Titled “What Are the Humanities Worth?,” Mr. Fish’s talk will deal with a troubling paradigm shift in the humanities. I’m going to try to explain this without messing it up: we in the humanities argue for the continuing relevance of literature, philosophy, and the arts (and especially, at the UCWbL, clear writing!), yet must contend with an education system tilting ever more toward what the market demands, that is, churning out more degree holders in sciences and computer technology. Things get especially more complicated when we consider the increasing cost of college tuition–when so much debt is on the line, who can blame you for dropping your English major to pursue something else?
The opinions on these issues range from sunny optimism to glum realism. On one hand you have William Deresiewicz’s call to be bright-eyed and bushy-tailed in our pursuit of the life of the mind, while on the other hand you can find William Pannapacker’s dire warnings about the “life of the mind,” which make for such scary reading that, were he a senior in college today, would probably frighten Mr.

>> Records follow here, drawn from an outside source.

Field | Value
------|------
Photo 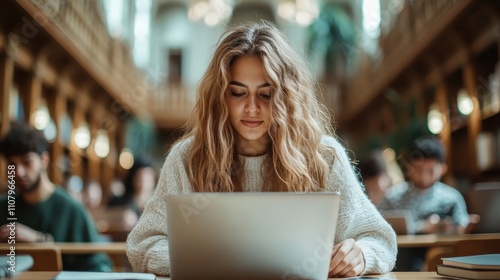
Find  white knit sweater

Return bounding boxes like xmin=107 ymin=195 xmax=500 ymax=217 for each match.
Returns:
xmin=127 ymin=137 xmax=397 ymax=275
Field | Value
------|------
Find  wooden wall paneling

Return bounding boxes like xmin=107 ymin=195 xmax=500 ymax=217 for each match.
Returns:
xmin=69 ymin=98 xmax=85 ymax=179
xmin=49 ymin=89 xmax=66 ymax=184
xmin=0 ymin=54 xmax=14 ymax=138
xmin=87 ymin=113 xmax=101 ymax=182
xmin=436 ymin=81 xmax=453 ymax=171
xmin=0 ymin=53 xmax=14 ymax=191
xmin=19 ymin=73 xmax=42 ymax=126
xmin=463 ymin=61 xmax=481 ymax=178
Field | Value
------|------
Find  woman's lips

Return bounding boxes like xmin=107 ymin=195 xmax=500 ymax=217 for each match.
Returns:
xmin=241 ymin=120 xmax=263 ymax=127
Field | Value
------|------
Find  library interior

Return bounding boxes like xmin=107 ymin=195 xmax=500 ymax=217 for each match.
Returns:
xmin=0 ymin=0 xmax=500 ymax=279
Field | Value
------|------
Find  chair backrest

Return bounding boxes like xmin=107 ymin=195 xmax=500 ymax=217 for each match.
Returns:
xmin=0 ymin=244 xmax=62 ymax=271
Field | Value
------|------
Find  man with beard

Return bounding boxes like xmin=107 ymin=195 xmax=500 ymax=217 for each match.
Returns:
xmin=0 ymin=121 xmax=112 ymax=271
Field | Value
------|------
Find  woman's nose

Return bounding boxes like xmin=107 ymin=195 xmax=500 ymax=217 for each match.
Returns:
xmin=245 ymin=97 xmax=259 ymax=113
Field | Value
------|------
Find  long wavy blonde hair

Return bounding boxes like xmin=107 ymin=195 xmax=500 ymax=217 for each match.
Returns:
xmin=181 ymin=21 xmax=335 ymax=192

Fish himself away from the humanities.
For his own part, Fish has written about these issues before, but his talk on May 8 will specifically tackle one very provocative question: if we agree there’s a difference between first the humanities in general, and second the academic study of the humanities, what would be lost if the latter “were allowed to wither”?
The presentation begins at 6 PM in the DePaul Student Center (2250 N. Sheffield Ave.), room 314.